Dag Dramaturgie

Dag Dramaturgie

De veranderlijke positie van het publiek - Ira Brand

We merken als Festival Cement al jaren een verschuiving bij makers naar een ervaringsgerichte of activerende relatie met hun publiek. Het publiek is dan geen passieve toeschouwer meer, maar evengoed een participant, co-creator, getuige, hooligan, voyeur of medespeler. Vaak wordt daarbij de Black Box verlaten, of worden de spelregels van de ruimte herschreven. Wat betekent het verlaten van deze gecodeerde ruimte? Op welke manier moet het publiek begeleidt en aangesproken worden? Welke dramaturgische strategieën worden er ingezet om de toeschouwer te activeren? En op welke artistieke nood is deze ontwikkeling een antwoord? 

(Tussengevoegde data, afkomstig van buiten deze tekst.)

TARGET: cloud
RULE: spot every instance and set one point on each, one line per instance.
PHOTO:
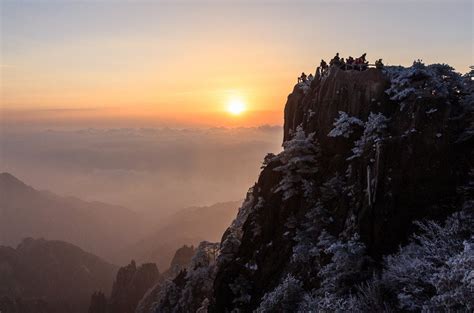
(145, 169)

We vroegen voor de Dag Dramaturgie aan een dramaturg, een maker en een programmator ieder 10 statements over het hoe en het waarom van de veranderende rol van het publiek. Ze gaan in op nieuwe publieksbenaderingen en onderzoeken welke mogelijkheden en beperkingen ze bieden.

Vandaag geven we het woord aan Ira Brand, schrijver, maker en performer. In de voorstelling Ways to Submit nodigt ze haar publiek op het podium uit om met haar in gevecht te gaan. 

Ways To Submit: 10 Provocations: Reasons for an active audience

1.    Ways To Submit is about power, control, dominance, and submission. The work is trying to not just talk about these topics, but to ‘do’ them formally, to enact them and make them felt in the room.

2.    I want to create a space of shared responsibility, to make the audience complicit – or, more accurately, raise the question of how far they are complicit – in what happens.

3.    I want to give the audience agency. They have agency over whether they participate directly in the fight, and if so how, and also how they witness and respond to what happens in the work. For me it’s an ethical as well as an artistic position to try and share or ‘diffuse’ power in this context.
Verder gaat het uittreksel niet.